I sympathize about missing error messages on your referenced ticket :). It's so great Saltstack fixes these things fast.
warn when using non-existant parameters to state functions #10017
in the following example the symlink is always replaced.
it should just be set, when it's not already there, but never overwritten.
{{ prefix }}/rails/current:
file.symlink:
- target: releases/bootstrap
- unless: test -L {{ prefix }}/rails/current
my current workaround is to wrap this in:
{% if salt['cmd.retcode']('test -L ' + prefix + '/rails/current') != 0 %}
...
{% endif %}
This isn't globally available until 2014.7
On Sep 4, 2014 10:49 AM, "pille" [email protected] wrote:
in the following example the symlink is always replaced.
it should just be set, when it's not already there, but never overwritten.{{ prefix }}/rails/current:
file.symlink:
- target: releases/bootstrap
- unless: test -L {{ prefix }}/rails/currentmy current workaround is to wrap this in:
{% if salt'cmd.retcode' != 0 %}
...
{% endif %}—
Reply to this email directly or view it on GitHub
https://github.com/saltstack/salt/issues/1976#issuecomment-54498272.
@gtmanfred - thanks for this mention cause I assumed that we couldn't use onlyif/unless in file*.
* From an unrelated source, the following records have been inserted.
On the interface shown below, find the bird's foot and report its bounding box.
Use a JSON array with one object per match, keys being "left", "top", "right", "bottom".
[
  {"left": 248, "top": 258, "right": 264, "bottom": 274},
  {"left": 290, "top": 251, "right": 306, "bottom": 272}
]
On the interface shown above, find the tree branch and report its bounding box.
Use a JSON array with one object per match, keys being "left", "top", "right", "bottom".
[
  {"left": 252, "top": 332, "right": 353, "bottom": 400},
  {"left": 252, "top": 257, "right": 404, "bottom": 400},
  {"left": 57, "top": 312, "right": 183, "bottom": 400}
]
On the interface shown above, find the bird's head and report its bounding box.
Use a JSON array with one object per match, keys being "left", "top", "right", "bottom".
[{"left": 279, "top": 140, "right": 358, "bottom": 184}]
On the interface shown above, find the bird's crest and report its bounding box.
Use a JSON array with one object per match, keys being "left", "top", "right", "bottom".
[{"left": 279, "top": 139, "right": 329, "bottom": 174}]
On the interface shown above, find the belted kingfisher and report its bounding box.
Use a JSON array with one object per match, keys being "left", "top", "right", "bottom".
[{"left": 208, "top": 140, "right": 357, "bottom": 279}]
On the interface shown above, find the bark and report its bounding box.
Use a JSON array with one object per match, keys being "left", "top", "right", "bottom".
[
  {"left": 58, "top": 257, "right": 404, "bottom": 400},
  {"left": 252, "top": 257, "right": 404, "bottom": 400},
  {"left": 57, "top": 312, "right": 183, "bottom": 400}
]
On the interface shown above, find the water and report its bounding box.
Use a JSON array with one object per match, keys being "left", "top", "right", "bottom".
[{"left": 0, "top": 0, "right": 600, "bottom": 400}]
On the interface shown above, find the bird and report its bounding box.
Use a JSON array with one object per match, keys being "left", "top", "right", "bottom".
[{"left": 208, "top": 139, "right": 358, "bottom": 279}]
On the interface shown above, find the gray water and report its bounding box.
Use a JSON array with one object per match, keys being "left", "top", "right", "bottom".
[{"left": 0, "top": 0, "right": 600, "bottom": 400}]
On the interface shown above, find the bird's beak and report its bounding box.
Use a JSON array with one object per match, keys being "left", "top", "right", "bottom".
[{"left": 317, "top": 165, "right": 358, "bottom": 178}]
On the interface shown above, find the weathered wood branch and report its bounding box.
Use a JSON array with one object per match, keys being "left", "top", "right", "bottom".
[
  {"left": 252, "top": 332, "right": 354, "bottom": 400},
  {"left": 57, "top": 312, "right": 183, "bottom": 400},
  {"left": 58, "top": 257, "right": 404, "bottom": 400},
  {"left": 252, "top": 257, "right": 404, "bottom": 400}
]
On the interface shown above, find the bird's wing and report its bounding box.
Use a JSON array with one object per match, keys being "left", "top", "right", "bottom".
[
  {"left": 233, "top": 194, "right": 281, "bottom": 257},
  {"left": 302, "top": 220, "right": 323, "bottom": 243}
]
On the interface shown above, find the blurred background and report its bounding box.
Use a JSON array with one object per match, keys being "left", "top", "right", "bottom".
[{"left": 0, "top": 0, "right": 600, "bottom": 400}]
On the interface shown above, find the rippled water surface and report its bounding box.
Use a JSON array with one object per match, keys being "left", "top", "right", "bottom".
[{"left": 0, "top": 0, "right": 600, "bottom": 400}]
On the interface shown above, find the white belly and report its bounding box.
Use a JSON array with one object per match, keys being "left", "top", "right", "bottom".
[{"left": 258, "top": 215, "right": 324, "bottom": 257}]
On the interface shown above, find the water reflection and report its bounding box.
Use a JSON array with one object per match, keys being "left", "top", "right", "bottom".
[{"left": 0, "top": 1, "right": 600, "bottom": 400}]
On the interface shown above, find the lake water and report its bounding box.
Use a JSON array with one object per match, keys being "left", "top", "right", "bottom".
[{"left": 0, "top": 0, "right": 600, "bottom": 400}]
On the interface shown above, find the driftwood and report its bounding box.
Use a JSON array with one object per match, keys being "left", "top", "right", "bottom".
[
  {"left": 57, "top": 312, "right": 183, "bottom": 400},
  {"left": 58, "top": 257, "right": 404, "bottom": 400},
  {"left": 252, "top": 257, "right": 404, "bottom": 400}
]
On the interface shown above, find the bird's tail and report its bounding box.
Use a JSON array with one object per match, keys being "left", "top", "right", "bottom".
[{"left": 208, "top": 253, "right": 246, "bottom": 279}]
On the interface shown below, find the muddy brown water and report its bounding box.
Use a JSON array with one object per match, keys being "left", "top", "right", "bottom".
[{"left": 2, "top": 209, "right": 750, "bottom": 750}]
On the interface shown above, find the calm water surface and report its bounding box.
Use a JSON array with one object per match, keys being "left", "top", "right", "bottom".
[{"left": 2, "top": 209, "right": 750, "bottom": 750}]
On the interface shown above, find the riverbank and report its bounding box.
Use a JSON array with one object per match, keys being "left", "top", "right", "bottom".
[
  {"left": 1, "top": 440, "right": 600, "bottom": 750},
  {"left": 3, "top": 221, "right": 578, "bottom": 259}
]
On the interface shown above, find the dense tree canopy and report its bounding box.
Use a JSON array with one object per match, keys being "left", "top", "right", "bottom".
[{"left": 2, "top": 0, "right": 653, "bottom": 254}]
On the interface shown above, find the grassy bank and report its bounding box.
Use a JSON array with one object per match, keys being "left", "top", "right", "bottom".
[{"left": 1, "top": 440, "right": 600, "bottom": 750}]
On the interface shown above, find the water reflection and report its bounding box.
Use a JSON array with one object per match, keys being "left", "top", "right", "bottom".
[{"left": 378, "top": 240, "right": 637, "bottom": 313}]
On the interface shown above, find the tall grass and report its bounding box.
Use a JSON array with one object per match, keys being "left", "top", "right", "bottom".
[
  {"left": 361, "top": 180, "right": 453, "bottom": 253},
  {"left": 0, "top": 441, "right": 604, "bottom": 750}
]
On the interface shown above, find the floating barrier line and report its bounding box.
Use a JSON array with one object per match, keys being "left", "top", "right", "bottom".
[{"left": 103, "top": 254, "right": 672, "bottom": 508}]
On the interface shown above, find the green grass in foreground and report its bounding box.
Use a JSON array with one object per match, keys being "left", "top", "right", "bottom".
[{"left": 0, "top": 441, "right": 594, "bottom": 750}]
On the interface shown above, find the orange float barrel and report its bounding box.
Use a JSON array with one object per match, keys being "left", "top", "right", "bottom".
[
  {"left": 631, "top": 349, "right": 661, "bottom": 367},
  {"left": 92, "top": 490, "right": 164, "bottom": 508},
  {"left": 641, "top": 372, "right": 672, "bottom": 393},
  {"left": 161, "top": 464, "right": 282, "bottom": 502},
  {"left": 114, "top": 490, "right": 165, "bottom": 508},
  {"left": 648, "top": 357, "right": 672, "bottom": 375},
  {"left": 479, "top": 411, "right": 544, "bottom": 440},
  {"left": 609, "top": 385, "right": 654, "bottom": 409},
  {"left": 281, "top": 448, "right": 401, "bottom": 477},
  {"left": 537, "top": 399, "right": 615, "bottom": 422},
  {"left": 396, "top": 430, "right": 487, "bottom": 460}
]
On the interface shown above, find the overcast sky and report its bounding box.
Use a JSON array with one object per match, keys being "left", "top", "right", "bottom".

I just tested this in Helium and it appears to be working.
@basepi
Shouldn't the docs be updated here to mention this?:
http://docs.saltstack.com/en/latest/ref/states/all/salt.states.file.html
Just wanted to leave my comment here (I already talked to tehmaspc on IRC) -- I think we just need to _remove_ the unless/onlyif docs from the cmd state, as now all states use the global state args documented here: http://docs.saltstack.com/en/latest/ref/states/requisites.html
@basepi - agreed +1; thanks man!
Most helpful comment
if you want people to use jinja for this, maybe more jinja examples calling
salt['cmd.run']('something')
should be in docs.It just didnt come on my mind even after using salt for a while. I have seen 'unless' many times, so i thought it belongs to 'requirements' . So i just typed
unless: something
-- which didnt work. Why i am writing this? if we close this issue, we need to be sure others will get it right from docs.